DUBLIN—The labs at Alkermes have pinpointed a novel protein that improves overall tolerability and efficacy when targeting many solid cancerous tumors. ALKS 4230 is a specifically designed fusion protein that serves to upregulate the immune system by targeting tumor-killing CD8 T cells and natural killer (NK) cells while bypassing the high-affinity interleukin-2 (IL-2) receptors which have proven problematic in certain tumors. Often, with IL-2, there is a race to reach efficacious dosing before requiring stabilizing interventions to offset associated toxicities.
“We used the technology of circular permutation to fuse different pieces of molecules to see if we could get different binding—that is where ALKS 4230 came from,” says Blair Jackson, senior vice president of corporate planning. “It is really interesting the translation between biological capability and understanding the biology of the cell that allows us to identify opportunities.”
The opportunities they have discovered with ALKS 4230 indicate a novel cytokine with potential antitumor efficacy while avoiding the tolerability issues associated with IL-2, which include significant adverse effects.

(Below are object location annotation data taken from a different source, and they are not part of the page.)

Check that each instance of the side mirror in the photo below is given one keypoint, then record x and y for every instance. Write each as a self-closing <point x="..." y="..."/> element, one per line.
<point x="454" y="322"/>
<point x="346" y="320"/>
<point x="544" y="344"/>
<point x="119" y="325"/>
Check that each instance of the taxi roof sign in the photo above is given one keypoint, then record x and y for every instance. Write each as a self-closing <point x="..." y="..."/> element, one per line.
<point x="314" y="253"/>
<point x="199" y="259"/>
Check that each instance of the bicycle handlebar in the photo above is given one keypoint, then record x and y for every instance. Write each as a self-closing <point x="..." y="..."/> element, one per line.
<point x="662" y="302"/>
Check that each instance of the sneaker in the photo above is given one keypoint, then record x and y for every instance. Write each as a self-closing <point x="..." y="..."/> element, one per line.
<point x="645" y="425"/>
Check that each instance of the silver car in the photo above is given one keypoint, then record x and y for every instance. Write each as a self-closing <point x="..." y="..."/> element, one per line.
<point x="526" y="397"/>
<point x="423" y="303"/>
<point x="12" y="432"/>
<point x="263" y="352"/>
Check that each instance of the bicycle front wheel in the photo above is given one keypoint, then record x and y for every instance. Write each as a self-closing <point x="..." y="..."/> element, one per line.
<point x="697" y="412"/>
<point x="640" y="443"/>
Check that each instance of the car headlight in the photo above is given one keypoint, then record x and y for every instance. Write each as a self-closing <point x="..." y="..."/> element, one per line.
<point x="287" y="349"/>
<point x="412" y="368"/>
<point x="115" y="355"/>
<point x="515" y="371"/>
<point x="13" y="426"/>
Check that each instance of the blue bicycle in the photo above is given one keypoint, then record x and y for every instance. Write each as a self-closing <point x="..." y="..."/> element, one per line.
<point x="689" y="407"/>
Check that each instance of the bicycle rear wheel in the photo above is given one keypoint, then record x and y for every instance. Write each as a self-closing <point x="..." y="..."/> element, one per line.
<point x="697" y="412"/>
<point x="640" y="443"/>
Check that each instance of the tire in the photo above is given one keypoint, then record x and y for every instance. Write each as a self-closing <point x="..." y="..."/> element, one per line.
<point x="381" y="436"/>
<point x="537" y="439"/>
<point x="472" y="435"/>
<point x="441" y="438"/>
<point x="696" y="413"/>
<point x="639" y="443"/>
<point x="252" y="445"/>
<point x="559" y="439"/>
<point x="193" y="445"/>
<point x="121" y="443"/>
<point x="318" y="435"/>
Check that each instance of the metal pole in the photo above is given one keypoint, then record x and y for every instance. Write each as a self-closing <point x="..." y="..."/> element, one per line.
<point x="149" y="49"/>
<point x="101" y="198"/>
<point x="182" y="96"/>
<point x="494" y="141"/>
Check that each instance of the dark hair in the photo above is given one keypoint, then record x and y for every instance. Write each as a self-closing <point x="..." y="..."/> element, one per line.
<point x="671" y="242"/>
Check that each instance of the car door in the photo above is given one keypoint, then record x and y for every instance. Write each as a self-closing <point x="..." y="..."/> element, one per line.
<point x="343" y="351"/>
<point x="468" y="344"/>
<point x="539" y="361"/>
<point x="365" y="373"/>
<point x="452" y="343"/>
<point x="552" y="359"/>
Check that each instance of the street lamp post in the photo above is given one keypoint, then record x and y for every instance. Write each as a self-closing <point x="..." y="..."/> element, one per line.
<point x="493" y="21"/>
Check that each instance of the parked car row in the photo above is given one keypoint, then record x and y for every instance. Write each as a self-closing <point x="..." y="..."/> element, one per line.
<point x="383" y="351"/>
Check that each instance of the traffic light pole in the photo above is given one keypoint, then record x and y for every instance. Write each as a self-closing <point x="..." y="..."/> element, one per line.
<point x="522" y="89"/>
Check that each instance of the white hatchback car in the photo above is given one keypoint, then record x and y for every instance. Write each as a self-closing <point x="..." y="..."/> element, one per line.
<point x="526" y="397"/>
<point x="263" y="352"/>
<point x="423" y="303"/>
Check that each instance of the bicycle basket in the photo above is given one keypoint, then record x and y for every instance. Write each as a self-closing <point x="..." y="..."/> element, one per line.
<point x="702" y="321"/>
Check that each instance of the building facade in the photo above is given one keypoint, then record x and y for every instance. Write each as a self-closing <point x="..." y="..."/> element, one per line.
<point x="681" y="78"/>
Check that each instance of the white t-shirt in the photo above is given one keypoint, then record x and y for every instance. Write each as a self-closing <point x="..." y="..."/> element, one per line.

Specifically, ALKS 4230 was 1,000 times less potent than an IL-2 in activating regulatory T cells which can suppress cancer-fighting immune response.
This approach offers a broad range of potential tumor targets, but does present the corollary challenge of finding ideal patient candidates to test on. What it does allow, though, is the ability to partner with other treatments, combining with PD-1 inhibitors to be more stable in the body, behaving differently to reduce toxicity and intolerability.
"Targeting the IL-2 pathway has shown significant efficacy in renal cell carcinoma and melanoma, however, the broader and more prevalent use of this approach in treating cancer has been limited by the toxicity profile and side effects associated with currently available IL-2-based therapy," said Dr. Marc Ernstoff of the Roswell Park Comprehensive Cancer Center, and publication co-author. "These preclinical data demonstrated that ALKS 4230 selectively activated and expanded cancer-fighting cells in mice with less toxicity than conventional high-dose IL-2 therapy. These data support further clinical evaluation of ALKS 4230 as a potential novel cytokine-based cancer immunotherapy."
ALKS 4230 upregulates the immune system by binding to the intermediate affinity receptor, rather than the previously targeted high affinity receptor. Intermediate receptors are those most expressed in CD8 T cells and NK cells, increasing the therapeutic window and the efficacy. By blocking the receptor they did not want to bind on to the IL-2, they opened the pathway to bind to the intermediate receptor, enhancing tumor-killing cells.
Mouse models exhibiting a lung metastasis showed a 100-percent inhibition in tumor growth with ALKS 4230 when compared against the efficacy of IL-2 which shows a 70-percent inhibition. Other notable findings in the release of preclinical data note that they saw an expansion of CD8 T cells and NK cells. These benefits emerged whether administered intravenously or subcutaneously.
Until recently, Alkermes was best known for its work with central nervous system (CNS) disorders. They took advantage of the breadth of experience in their Boston-based team and looked to use their platforms to tackle oncology while maintaining their CNS focus. The success of ALKS 4230 reinforces their strong entry to the oncology space. Jackson sees many potential advances in the utilization of ALKS 4230 by combining it with various checkpoint inhibitors and tyrosine kinase inhibitors.
“PD1s are just the beginning of the story,” explains Jackson. “Looking at other molecules, we can enhance the body’s removal of tumors. Any therapy where you enhance DNA damage repair (PARPs), it brings antigens to the surface of the tumor, which allows for that tumor to be removed. There’s a lot of different lanes we can take where we think this could be really efficacious.”
ALKS 4230 research is moving into Phase 2 clinical trials as part of the company’s ARTISTRY clinical development program. The program includes both intravenous and subcutaneous dosing studies, where ALKS 4230 is being administered as a monotherapy and in combination with pembrolizumab. The dose escalation phase of the intravenous study has been completed and recommended phase two dose has been selected. The subcutaneous study continues in the dose escalation phase. Alkermes plans to reveal new data from these trials later this year.
Concludes Jackson: “We are seeing T cells do what we want with a beautiful tolerance. Now we need to see efficacy and disease stabilization so we can augment PD1 therapy across different tumor lines.”